Geometry /Trigonometry - Can someone help me solve for angle "a" ? I'm struggling.

Let x be the remaining part of the base next to the 400. Then we have sin(a) = 25/x and tan(a) = 100/(400 + x) which can be solved by a system of equations.
This image is a simplified version of a problem I ran into. Basically I've been struggling to find a general formula for angle "a" based on a fixed value for D and variable (but known) values for L & P.

In my thoughts is should be possible, however I cannot seem to find the formula for angle "a" based on L & P (with a fixed distance D). If anyone could point me in the right direction that would be greatly appreciated!
Let x be the length of the horizontal segment on the left, so that the whole horizontal line has length L + x.

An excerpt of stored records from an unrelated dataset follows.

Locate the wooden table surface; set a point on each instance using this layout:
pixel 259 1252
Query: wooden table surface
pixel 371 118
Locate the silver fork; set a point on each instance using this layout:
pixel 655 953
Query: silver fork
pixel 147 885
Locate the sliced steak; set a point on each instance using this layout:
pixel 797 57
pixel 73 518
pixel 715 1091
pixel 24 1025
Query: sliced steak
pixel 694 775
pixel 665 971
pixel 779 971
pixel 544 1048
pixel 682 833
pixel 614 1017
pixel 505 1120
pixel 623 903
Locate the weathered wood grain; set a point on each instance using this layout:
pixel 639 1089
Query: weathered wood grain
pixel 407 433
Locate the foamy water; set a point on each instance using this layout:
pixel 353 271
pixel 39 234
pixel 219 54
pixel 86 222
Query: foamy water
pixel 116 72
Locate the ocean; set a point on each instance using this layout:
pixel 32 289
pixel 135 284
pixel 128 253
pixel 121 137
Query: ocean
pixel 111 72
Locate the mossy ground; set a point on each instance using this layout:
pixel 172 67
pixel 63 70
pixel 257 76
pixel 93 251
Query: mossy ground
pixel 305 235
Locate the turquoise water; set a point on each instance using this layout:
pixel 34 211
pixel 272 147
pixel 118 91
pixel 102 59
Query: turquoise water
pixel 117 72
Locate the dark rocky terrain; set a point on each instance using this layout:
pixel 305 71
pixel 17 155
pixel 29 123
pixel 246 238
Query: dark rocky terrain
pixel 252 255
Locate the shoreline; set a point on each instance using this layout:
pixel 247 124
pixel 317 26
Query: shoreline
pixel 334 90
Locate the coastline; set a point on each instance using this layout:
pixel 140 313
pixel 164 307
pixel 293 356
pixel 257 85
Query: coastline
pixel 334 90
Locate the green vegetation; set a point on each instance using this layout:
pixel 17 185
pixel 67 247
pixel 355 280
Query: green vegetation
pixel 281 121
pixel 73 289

Then x is the hypotenuse of the the small right triangle in the bottom left with one leg equal to D, and the whole base L + x is one leg of a large right triangle whose other leg is p.

These two triangles are similar, so the hypotenuse of the larger right triangle is px/D. By Pythagoras, we get

p\^2 + (L + x)\^2 = (px/D)\^2.

Now s = sec a = x/D, so we can rewrite the equation in terms of s:

p\^2 + (L + Ds)\^2 = (ps)\^2, or

(p\^2 - D\^2)s\^2 - 2LDs - (L\^2 + p\^2) = 0

In your picture p > D. In this case, this quadratic equation has only one positive solution s. Then a = arcsin(1/s).
If you just need a very good approximation, I took the pixels to find the tan\^-1(290/1650) to get an angle of 9.96 degrees, so it's probably very close to 10 degrees.